What’s in those contracts? What pay raises? What benefit changes?

If a member of the public had gone to the board meeting on Tuesday night, they wouldn’t know.

The board passed those contracts in its consent agenda. The board never publicly announced a summary of what those contracts contained before passing them. The contracts or a summary of the key elements were not available online. The contracts are not written.

The board did approve wage increases and benefit changes. Board members know what those elements of the contract are. District staff know what’s in them. The unions know. And now the deal is done. The contracts are approved.

Taxpayers and parents are in the dark.

It is true that board members participated in the bargaining sessions with the union. And as the district pointed out, a member of The Bulletin’s editorial board attended one of the bargaining sessions. But, of course, that is not the final deal.

The district also pointed out that the school board, which represents the public, reviewed the contracts in executive session and a member of the The Bulletin’s editorial board was in that meeting. That’s true. But the reason the board holds executive sessions is to discuss things that it does not want to discuss in public. There are legal constraints on what the media can report on and how it can report on executive sessions. If the board wanted the public to know what was in the contracts, it needed to make an effort. It did not.

After the meeting, we requested what the board approved. The district says there are no contracts, yet. The district sent us a half-page chart. It’s what the board saw.

The chart may make sense if you have district staff to ask what things mean or follow schools closely. Otherwise, it’s a puzzle.

Making the public aware of what’s in the contract is either not important to the district, or it didn’t occur to it. Neither is flattering.

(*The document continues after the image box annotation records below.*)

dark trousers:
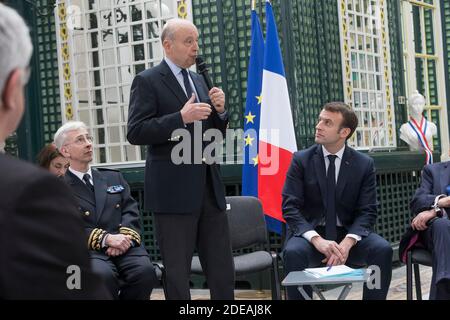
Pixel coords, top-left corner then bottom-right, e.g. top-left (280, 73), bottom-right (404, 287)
top-left (283, 227), bottom-right (392, 300)
top-left (155, 168), bottom-right (234, 300)
top-left (421, 218), bottom-right (450, 300)
top-left (91, 254), bottom-right (157, 300)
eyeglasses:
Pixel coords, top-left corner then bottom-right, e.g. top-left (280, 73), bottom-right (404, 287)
top-left (66, 135), bottom-right (94, 145)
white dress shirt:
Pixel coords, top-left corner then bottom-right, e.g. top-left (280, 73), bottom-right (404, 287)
top-left (302, 145), bottom-right (361, 242)
top-left (69, 167), bottom-right (94, 185)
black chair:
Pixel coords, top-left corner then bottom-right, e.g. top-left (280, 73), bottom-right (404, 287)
top-left (406, 248), bottom-right (433, 300)
top-left (153, 261), bottom-right (167, 299)
top-left (191, 196), bottom-right (280, 300)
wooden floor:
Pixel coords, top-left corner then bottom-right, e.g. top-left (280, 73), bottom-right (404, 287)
top-left (151, 266), bottom-right (431, 300)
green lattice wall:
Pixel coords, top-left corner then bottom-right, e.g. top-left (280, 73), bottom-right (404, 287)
top-left (36, 0), bottom-right (61, 143)
top-left (192, 0), bottom-right (406, 148)
top-left (441, 0), bottom-right (450, 128)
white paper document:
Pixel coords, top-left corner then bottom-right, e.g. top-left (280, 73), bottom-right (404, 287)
top-left (304, 265), bottom-right (365, 278)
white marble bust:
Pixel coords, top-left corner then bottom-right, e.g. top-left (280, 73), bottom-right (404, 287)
top-left (400, 90), bottom-right (437, 151)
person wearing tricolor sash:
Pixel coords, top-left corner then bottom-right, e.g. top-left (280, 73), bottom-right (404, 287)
top-left (400, 90), bottom-right (437, 164)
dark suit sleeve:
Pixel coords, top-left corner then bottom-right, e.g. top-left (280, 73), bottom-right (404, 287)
top-left (282, 153), bottom-right (314, 236)
top-left (119, 173), bottom-right (141, 246)
top-left (0, 174), bottom-right (110, 299)
top-left (212, 107), bottom-right (228, 137)
top-left (127, 75), bottom-right (184, 145)
top-left (348, 159), bottom-right (377, 237)
top-left (410, 165), bottom-right (438, 215)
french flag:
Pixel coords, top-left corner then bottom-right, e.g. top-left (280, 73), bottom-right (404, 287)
top-left (258, 1), bottom-right (297, 233)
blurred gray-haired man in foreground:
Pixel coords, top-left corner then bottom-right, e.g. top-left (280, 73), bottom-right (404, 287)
top-left (0, 3), bottom-right (110, 299)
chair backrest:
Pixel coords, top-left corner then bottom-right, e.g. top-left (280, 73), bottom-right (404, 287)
top-left (226, 196), bottom-right (267, 250)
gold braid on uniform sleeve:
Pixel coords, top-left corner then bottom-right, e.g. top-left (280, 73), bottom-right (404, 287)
top-left (88, 228), bottom-right (107, 251)
top-left (119, 227), bottom-right (141, 246)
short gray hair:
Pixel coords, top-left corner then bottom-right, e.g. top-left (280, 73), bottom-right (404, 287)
top-left (53, 121), bottom-right (89, 150)
top-left (161, 18), bottom-right (195, 42)
top-left (0, 3), bottom-right (33, 96)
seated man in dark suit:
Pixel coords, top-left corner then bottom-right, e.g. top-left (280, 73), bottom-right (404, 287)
top-left (411, 162), bottom-right (450, 300)
top-left (54, 121), bottom-right (157, 300)
top-left (283, 102), bottom-right (392, 299)
top-left (0, 3), bottom-right (111, 299)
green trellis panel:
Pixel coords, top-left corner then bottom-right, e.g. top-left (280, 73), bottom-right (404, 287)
top-left (441, 0), bottom-right (450, 130)
top-left (35, 0), bottom-right (61, 143)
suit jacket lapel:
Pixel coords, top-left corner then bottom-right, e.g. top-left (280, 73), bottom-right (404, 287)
top-left (336, 146), bottom-right (352, 199)
top-left (92, 169), bottom-right (107, 221)
top-left (65, 170), bottom-right (95, 206)
top-left (160, 60), bottom-right (188, 106)
top-left (313, 145), bottom-right (327, 208)
top-left (436, 162), bottom-right (450, 194)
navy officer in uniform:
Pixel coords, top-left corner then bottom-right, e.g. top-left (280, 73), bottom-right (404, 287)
top-left (54, 121), bottom-right (157, 300)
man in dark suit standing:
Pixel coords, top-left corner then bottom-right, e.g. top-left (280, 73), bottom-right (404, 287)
top-left (411, 161), bottom-right (450, 300)
top-left (54, 121), bottom-right (157, 300)
top-left (283, 102), bottom-right (392, 299)
top-left (0, 4), bottom-right (110, 299)
top-left (127, 19), bottom-right (234, 299)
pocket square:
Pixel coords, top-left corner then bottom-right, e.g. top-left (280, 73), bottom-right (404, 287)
top-left (106, 184), bottom-right (125, 193)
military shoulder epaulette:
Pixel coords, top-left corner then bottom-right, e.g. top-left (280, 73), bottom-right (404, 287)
top-left (95, 168), bottom-right (120, 172)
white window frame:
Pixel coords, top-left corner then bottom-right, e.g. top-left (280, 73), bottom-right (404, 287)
top-left (55, 0), bottom-right (192, 167)
top-left (337, 0), bottom-right (397, 151)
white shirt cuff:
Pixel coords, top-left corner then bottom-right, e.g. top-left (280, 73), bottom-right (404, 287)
top-left (217, 110), bottom-right (228, 120)
top-left (345, 233), bottom-right (361, 242)
top-left (432, 194), bottom-right (446, 208)
top-left (102, 233), bottom-right (109, 248)
top-left (302, 230), bottom-right (319, 242)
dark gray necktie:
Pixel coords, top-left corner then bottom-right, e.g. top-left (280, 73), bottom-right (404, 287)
top-left (83, 173), bottom-right (94, 193)
top-left (181, 69), bottom-right (197, 102)
top-left (325, 154), bottom-right (337, 240)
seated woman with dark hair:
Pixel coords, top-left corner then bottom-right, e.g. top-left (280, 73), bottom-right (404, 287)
top-left (37, 143), bottom-right (69, 177)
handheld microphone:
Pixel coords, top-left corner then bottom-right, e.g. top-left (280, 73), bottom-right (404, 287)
top-left (195, 56), bottom-right (213, 90)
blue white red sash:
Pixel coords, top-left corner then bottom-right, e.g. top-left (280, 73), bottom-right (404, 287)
top-left (408, 116), bottom-right (433, 164)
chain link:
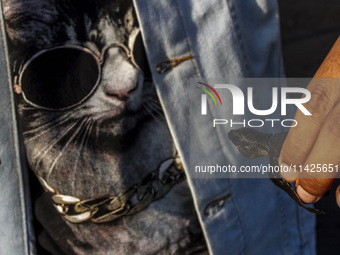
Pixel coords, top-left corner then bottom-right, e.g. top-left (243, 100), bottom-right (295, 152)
top-left (39, 157), bottom-right (185, 223)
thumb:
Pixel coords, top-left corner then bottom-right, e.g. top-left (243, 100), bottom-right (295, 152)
top-left (296, 178), bottom-right (334, 204)
top-left (335, 185), bottom-right (340, 207)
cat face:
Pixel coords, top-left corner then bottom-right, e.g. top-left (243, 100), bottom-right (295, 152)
top-left (3, 0), bottom-right (173, 197)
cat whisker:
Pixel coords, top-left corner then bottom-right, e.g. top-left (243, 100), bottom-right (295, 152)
top-left (143, 102), bottom-right (160, 121)
top-left (23, 112), bottom-right (75, 138)
top-left (47, 117), bottom-right (89, 178)
top-left (35, 120), bottom-right (80, 169)
top-left (73, 117), bottom-right (94, 187)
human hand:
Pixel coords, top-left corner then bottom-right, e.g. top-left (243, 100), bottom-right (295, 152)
top-left (279, 37), bottom-right (340, 206)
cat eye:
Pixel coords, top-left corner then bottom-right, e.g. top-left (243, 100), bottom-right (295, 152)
top-left (14, 33), bottom-right (147, 110)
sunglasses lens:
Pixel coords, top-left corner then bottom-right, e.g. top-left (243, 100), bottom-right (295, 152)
top-left (21, 48), bottom-right (100, 109)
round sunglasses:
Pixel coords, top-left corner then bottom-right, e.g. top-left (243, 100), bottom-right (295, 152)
top-left (14, 33), bottom-right (147, 111)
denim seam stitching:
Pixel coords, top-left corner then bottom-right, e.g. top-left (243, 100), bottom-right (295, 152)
top-left (227, 0), bottom-right (252, 75)
top-left (175, 0), bottom-right (202, 80)
top-left (0, 6), bottom-right (29, 254)
top-left (227, 178), bottom-right (247, 254)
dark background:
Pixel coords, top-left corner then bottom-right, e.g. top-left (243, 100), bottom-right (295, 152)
top-left (278, 0), bottom-right (340, 255)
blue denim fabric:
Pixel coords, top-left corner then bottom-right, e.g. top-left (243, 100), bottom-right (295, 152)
top-left (0, 0), bottom-right (315, 255)
top-left (135, 0), bottom-right (315, 254)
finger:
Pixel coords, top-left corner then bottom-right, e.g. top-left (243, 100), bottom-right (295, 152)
top-left (279, 39), bottom-right (340, 175)
top-left (297, 100), bottom-right (340, 202)
top-left (280, 164), bottom-right (298, 183)
top-left (335, 185), bottom-right (340, 207)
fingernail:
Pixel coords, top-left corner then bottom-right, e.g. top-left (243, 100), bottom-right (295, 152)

The district should at least summarize its critical contracts before voting on them. It should put a summary online in its agenda packet so the public can see what the district is doing before the deal is done. Right now, it should release easily digestible information about the contracts it just approved.

Unfortunately, there is rarely a significant turnout of the public at school board meetings. But if members of the public had gone to the last meeting, they would have been told nothing about one of the district’s biggest expenses.